Right now, though, I wanted nothing more than to scream.
Instead, I smiled and nodded, keeping the grin plastered on my face as I bid the Oracle goodbye a few minutes later and walked toward home.
I didn’t let the smile or the bounce in my step dissipate until I was certain I was alone.
Once I was, though, that smile dimmed to nothing.
I rubbed my face as exhaustion kicked in, mixing and blending with anxiety and dread.
I let those emotions show for the briefest of moments before I resurrected my grin and headed back through town toward my apartment.
I got back home and collapsed on the couch, feet kicked over the armrest while I slung my elbow over my eyes. I took a deep breath, letting the news sink in.
Drake. The Oracle had just told me I had to mate the man who had broken my heart all those years ago.
Most of the time, I was able to find the bright side of things. I could typically hunt it down in the worst of situations and cling to it like a life preserver. I sometimes made a game of it, searching for the upside of something that seemed dire. This time, however, I couldn’t see it.
I had spent the last several years of my life getting over Drake. I had finally gotten to the point where I was comfortable in my own skin and able to be happy in almost any situation. Now, after all that, I was being dragged back to him.
It isn’t fair, a voice said. There’s nothing fair about this.
I couldn’t do it. Not this, not after everything Drake put me through. Except I couldn’t get out of it, either. I was stuck in this position with no way out. I was about to be tied to a man I wanted nothing to do with for the rest of my life.
There had to be a way out.
You could run away, a tiny voice in my head whispered.
I stiffened, recoiling on instinct. I couldn’t leave Silver Falls.
This was my home. It was all I had known my entire life.
My parents might have been dead, but I still had roots here.
Rachel, for one. And I loved my job. The idea of starting from scratch in a town I knew nothing about, with no friends or support network, seemed absurd to even contemplate.
But as the thought took hold, sinking roots into my brain, the more appealing it became.
I mulled it over, picturing what it would entail.
I would need to move quickly, before anyone tried to start the mating ceremony.
I couldn’t bring everything, just a couple of suitcases and whatever else could fit in my car.
I couldn’t come back, either. That was something I needed to acknowledge.
Because I doubted I would be allowed to leave a second time now that the Oracle had decided I had to be mated.
I would have to disappear entirely, too.
Emma had moved to Adobe Creek, and she’d been dragged back to Silver Falls when she had to mate Elias.
I would have to disappear entirely, cut off all contact, not tell anyone where I was going, or even say goodbye.
It would raise too much suspicion. It would mean abandoning Rachel, Amelia, and Jessie, another of my friends.
I would hate leaving Rachel and other aspects of my life, but it was the only way to get out of this arrangement with Drake. Because if I stayed, there was no way I could escape it.

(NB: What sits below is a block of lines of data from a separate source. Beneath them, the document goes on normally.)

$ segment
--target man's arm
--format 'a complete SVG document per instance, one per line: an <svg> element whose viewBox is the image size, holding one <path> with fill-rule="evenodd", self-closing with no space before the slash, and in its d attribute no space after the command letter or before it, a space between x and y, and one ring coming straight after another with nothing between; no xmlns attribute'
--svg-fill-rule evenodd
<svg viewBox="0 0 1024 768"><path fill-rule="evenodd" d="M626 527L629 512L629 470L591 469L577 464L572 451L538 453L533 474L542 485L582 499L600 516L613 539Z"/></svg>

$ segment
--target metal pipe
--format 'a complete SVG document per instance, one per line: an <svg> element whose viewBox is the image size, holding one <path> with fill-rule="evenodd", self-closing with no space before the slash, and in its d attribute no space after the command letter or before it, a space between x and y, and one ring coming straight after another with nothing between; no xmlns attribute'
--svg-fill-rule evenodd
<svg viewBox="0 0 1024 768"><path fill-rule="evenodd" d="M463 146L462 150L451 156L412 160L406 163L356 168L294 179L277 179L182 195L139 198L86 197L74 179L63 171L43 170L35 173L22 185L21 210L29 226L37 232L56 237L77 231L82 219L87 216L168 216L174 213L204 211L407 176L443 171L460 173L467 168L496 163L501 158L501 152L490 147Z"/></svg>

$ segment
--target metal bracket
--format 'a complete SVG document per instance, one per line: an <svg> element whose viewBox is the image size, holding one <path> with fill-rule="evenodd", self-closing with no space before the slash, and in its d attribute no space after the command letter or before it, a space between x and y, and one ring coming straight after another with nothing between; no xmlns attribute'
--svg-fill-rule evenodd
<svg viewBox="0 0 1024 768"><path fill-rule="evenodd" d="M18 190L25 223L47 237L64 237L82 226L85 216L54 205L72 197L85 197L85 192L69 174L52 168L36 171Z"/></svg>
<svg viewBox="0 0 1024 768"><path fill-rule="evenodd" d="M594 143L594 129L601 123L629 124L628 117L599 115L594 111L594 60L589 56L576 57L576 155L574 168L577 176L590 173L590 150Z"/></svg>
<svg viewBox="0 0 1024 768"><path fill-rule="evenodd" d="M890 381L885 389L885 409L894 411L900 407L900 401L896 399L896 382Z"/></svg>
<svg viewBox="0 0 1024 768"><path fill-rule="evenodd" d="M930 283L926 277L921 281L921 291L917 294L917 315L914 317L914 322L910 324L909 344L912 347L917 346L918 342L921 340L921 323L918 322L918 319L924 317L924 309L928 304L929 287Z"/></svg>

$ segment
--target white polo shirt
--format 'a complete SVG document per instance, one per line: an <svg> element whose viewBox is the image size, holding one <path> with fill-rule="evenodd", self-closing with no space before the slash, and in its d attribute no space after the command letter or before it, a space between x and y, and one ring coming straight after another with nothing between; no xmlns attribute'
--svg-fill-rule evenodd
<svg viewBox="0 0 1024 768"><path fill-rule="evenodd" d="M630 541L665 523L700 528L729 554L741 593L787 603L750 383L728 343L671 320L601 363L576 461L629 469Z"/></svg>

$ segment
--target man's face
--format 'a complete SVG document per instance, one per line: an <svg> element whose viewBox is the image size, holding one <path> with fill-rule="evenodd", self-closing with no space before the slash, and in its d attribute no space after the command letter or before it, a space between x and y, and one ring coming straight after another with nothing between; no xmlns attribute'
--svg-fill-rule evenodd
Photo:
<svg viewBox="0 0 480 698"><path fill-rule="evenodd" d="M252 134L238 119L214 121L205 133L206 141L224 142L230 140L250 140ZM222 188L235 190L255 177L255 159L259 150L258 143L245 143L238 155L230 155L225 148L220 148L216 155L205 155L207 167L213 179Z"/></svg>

Stay in town, where I knew everyone and everything and felt comfortable and would mate Drake. Or leave all this behind, but be free for good.
I already knew the answer.
I stared at my closet where my suitcase rested on the very top shelf. Could I even do it? Would the pack let me, considering what the Oracle had decided, or would they drag me back?
I gritted my teeth, my fingers curling. I had to try.
Committing myself to what I was about to do, I pushed myself to my feet and walked over to the closet. Standing on tiptoe, I nudged the suitcase off the shelf.
There was one final moment of hesitation and apprehension as I pulled the suitcase open on the bed. I could still change my mind, could put the suitcase back, and accept my fate. The second I started packing, that would be it.
I thought about everything I loved about the town. I thought about Amelia and her school. I thought about Rachel and Isaac. I thought about Jessie and me running through town, laughing as we decided what to do next.
I thought about Drake telling me fated mates didn’t exist, that we weren’t mates, that he didn’t feel anything for me.
I opened the top drawer of my dresser and began throwing things into the suitcase.